Friday, April 3, 2009

The Financial Berlin Wall Comes Down!

Book Rapper has been following closely the Global Financial Meltdown. I still haven't found a definitive book on this to RAP and today's events explain why... It's all still unfolding.


At the G20 summit, world leaders have announced a financial plan that's the equivalent of the Berlin Wall being dismantled.

Their plan signals the end of Bretton Woods!


In short, during WW2, major countries created new financial rules for the world economy in an agreement known as 'Bretton Woods'. They set up the International Monetary Fund (IMF) and other elements that became the World Bank.

Later, the US separated their currency from the gold standard - Richard Nixon in 1971. These were the seeds that produced our current credit crisis.

Today's events put a new agreement in place. A new world order! Very significant.

That's the short view and here's the bigger picture...


There are two big issues here: the financial problems and its cause.

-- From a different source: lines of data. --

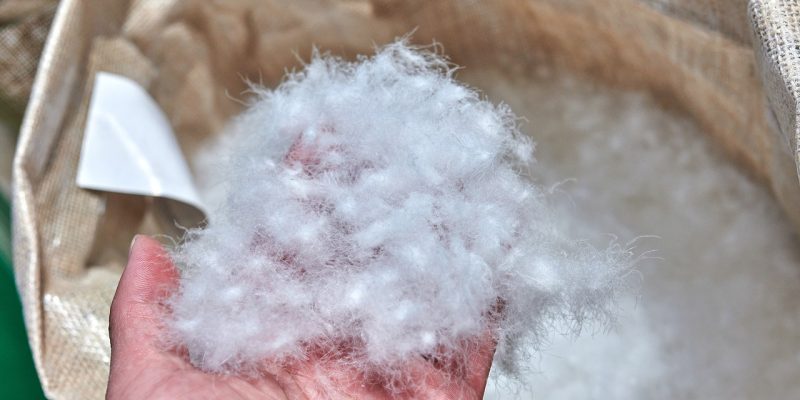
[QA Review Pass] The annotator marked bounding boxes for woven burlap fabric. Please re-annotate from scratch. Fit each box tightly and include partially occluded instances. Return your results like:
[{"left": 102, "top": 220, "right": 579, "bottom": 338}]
[
  {"left": 13, "top": 0, "right": 800, "bottom": 399},
  {"left": 0, "top": 0, "right": 57, "bottom": 116}
]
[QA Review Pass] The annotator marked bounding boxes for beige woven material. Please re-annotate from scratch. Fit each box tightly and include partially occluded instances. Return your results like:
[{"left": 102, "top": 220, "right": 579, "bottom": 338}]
[
  {"left": 0, "top": 0, "right": 57, "bottom": 116},
  {"left": 13, "top": 0, "right": 800, "bottom": 399}
]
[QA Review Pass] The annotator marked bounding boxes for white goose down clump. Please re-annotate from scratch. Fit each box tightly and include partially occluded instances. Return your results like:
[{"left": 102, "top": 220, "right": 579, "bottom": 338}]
[{"left": 167, "top": 42, "right": 632, "bottom": 378}]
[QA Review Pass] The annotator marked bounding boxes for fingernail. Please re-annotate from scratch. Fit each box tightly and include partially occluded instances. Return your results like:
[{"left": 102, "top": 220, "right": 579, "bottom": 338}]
[{"left": 128, "top": 235, "right": 141, "bottom": 258}]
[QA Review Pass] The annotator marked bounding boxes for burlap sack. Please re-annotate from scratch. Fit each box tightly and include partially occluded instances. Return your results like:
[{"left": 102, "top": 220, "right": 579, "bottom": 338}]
[{"left": 13, "top": 0, "right": 800, "bottom": 399}]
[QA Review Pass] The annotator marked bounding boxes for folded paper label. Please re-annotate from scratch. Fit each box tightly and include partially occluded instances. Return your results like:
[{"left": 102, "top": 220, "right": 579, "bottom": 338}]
[{"left": 77, "top": 72, "right": 205, "bottom": 219}]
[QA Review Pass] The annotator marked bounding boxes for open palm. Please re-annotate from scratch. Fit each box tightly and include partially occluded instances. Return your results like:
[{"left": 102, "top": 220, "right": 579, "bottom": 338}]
[{"left": 106, "top": 236, "right": 494, "bottom": 400}]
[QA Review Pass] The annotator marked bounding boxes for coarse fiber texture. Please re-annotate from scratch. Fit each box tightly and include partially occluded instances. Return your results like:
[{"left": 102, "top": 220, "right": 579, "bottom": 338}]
[
  {"left": 14, "top": 0, "right": 800, "bottom": 400},
  {"left": 169, "top": 42, "right": 632, "bottom": 387}
]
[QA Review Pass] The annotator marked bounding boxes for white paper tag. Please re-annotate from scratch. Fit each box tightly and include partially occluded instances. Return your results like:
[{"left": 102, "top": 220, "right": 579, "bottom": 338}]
[{"left": 77, "top": 72, "right": 205, "bottom": 214}]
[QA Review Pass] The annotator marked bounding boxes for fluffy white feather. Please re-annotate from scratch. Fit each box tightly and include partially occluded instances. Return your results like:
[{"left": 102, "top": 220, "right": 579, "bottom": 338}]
[{"left": 168, "top": 42, "right": 632, "bottom": 388}]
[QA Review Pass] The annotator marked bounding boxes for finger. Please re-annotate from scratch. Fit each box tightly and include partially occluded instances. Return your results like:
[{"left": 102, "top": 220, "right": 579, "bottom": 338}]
[
  {"left": 109, "top": 235, "right": 178, "bottom": 356},
  {"left": 465, "top": 332, "right": 497, "bottom": 397}
]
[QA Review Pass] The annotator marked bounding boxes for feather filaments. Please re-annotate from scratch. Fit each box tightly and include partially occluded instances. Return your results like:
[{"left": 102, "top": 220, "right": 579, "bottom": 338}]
[{"left": 168, "top": 42, "right": 631, "bottom": 388}]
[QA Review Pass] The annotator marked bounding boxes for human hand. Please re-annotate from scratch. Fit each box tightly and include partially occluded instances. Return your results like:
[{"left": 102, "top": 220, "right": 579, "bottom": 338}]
[{"left": 106, "top": 236, "right": 494, "bottom": 400}]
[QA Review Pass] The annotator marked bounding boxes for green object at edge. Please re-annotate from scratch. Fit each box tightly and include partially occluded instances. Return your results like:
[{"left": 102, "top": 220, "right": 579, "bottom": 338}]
[{"left": 0, "top": 193, "right": 45, "bottom": 399}]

The immediate cause is pretty obvious: too much credit was given to too many people who couldn't afford it.

The bigger picture cause is more interesting. Simply put, America's role as economic superpower is diminishing.

If you think of a relay race, London held the 'financial centre of the world' baton up until the end of the first World War. They were basically broke after WW1, so the US bailed them out and took over the baton.

Breton Woods was the next big milestone - an agreement lead by the US during WW2.

In 1971, another decisive step was made: the US separated their currency from the gold standard. This effectively meant that 'finance' became 'credit' in the sense that it wasn't tied to anything physical.

This was the start of our current crisis - credit gets out of control, the domino effect takes over and we all fall down.


There are a number of books discussing these issues - and no definitive one here either.
For example: Fareed Zakaria's The Post-American World

Today's agreement is a bid to create a new world order.
In The Age article, note the opening line: "British Prime Minister Gordon Brown has declared the end of the "old Washington consensus"".

The baton has been taken from the hands of the US!


This brings us to where do we go next.

The US is not disappearing as an economic power, they simply won't be holding the baton.

Similarly, London is still a major financial centre, just no longer the world centre.

One view suggests that China have bailed the US out of the current situation, which puts them in charge of global finance.

Another view suggests
David Thomas' favorites BRIC (Brazil, Russia, India and China), along with London and New York will share the mantle as global centres.

In others words, there won't be a single holder of the baton, more a united holding.

This makes sense in terms of globalization and interconnected economies.


Today's agreement is a financial landmark.

It's signals the end of one era and the beginning of another.

It might also mean the beginning of the end of our current recession.

In terms of when this whole thing turns around... my opinion...

Innovation is the key driver for business development and growth. Currently innovation is occurring at a faster rate than ever before. And it's accelerating.

I suspect we'll be back on path sooner rather than later and today's agreement will provide the platform for this to occur.